私にとってのいい映画の条件は結構単純で、監督や役者含めて全ての作り手側人間たちが本当にいい映画
を作ろうという熱意が見ていてどれだけ伝わってくるかということである。映画の素晴らしさとはそうい
うことではないのか。情熱があるか、ないかが全てなのだ。最近、見た映画では『明日の記憶』はなかな
か良かった。はっきり言ってハリウッド映画は駄目だ。金儲けの匂いが強すぎて辟易させられる。もちろ
ん私の偏見もあるかも知れないがアメリカ映画を見ていると今流行の“格差社会”という言葉が頭にちら
ついて何となくうんざりさせられる。それに比べて日本映画は結構、頑張っているのではないか。今回、
見た『嫌われ松子の一生』も映画を通して表現することの喜びや熱意が伝わってきた。私は原作をまだ読
んでいないが、おそらく監督は原作を忠実に再現することではなく映画でしか表現できない可能性に挑戦
しようとしたのではないか。そんなことを感じさせられた映画だった。『嫌われ松子の一生』は不幸な女
の物語である。中谷美紀演ずる松子は中学教師を勤めるも、生徒の窃盗事件がきっかけで首になる。その
後太宰治に傾倒する作家志望の男と同棲し暴力を受ける。男は踏み切り自殺をする。それからその作家志
望の男の友人と不倫することになるが、男の妻にばれて捨てられる。ソープ嬢になり同棲中のヒモ男を殺
してしまう。自殺した作家志望の男の後を追って太宰治が心中した玉川上水で入水自殺しようとするとこ
ろを理髪店の男に拾われ同棲することになる。しかし結局警察に逮捕される。出所後、教師時代に首にな
る原因となった元生徒と再会する。ヤクザになっていた元生徒と同棲を始める。暴力に遇い友人に別れを
勧められるが、松子は「私は地獄まで(その男に)ついていく。それが私の幸せだ」と言い切る。その男
がある事件で逮捕され服役した後は一人暮らしを始める。53歳の時に何者かに殺害され荒川河川敷で死
体で発見される。と、まあこんな具合である。まさに不幸のオンパレードだ。しかしこの映画は、そんな
松子の一生を悲劇としてではなくミュージカルを交えたコメディーとして、メルヘンチックにそしてロマ
ンチックに描いていく。観客が求めている夢がいっぱい詰まった宝石箱のような、そんな映画だった。

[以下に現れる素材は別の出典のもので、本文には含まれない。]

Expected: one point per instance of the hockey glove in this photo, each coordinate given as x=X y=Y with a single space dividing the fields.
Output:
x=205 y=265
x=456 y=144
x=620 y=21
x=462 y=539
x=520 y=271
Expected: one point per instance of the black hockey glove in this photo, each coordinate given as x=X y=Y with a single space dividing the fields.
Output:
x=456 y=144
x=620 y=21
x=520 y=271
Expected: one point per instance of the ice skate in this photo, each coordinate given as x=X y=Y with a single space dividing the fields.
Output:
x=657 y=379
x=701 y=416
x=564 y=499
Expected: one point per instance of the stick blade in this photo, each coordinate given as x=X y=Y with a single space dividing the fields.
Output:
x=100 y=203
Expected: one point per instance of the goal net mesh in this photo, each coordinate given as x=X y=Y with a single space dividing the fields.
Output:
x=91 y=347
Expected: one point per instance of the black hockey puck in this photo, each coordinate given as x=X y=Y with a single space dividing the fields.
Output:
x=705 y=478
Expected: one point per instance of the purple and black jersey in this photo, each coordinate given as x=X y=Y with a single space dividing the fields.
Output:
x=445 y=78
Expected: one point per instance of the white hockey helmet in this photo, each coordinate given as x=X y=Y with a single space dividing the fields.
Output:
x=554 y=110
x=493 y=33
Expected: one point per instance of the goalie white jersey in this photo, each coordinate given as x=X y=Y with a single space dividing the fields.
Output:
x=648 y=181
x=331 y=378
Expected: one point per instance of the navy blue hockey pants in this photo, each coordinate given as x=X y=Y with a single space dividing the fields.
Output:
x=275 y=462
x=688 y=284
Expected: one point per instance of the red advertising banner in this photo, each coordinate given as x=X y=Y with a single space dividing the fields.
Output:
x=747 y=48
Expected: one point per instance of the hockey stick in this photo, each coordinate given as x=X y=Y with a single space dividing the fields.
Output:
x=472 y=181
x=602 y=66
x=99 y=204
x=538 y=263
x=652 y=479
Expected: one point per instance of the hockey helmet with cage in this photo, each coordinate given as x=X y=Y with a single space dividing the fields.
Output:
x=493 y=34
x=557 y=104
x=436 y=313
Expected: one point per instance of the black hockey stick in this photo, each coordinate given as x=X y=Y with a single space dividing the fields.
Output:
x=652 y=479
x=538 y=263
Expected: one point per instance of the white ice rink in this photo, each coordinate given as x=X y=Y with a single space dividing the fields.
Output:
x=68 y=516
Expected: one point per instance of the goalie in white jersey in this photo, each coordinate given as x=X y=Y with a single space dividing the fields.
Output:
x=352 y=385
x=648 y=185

それで一体、不幸とは何なのだろうか。松子の一生は本当に不幸だったのか。たとえば世界の極貧困国や
地域には栄養失調で弱っていく我が子をなすすべもなく深い悲嘆の中で抱きかかえることしか出来ない母
親たちが何十億人といる。我々には決して無視してはいけない現実がある。しかし、そのような人たちを
ひと括りににして不幸と言うことは、どこか不遜な態度のようにも思える。悲惨であるということは必ず
しも不幸であることを意味するものではないのだ。悲惨とは他者の評価であり、幸福であるか不幸である
かは自己評価である。そして自己評価は自分が本当の自分をどれだけわかっているのか、愛しているのか
という魂の問題でもある。松子の一生は悲惨であると同時に幸福であったのかも知れない。松子が晩年住
んでいた不潔極まりないボロアパートがとても美しかった。色とりどりに塗りたくられた壁と窓から差し
込む光がゴミと埃にまみれた部屋に明と暗のコンストラストを作り出す。この映像に中島哲也監督のメッ
セージが込められているようにも感じた。人間の生のあるところ不幸もまた光り輝くのだと。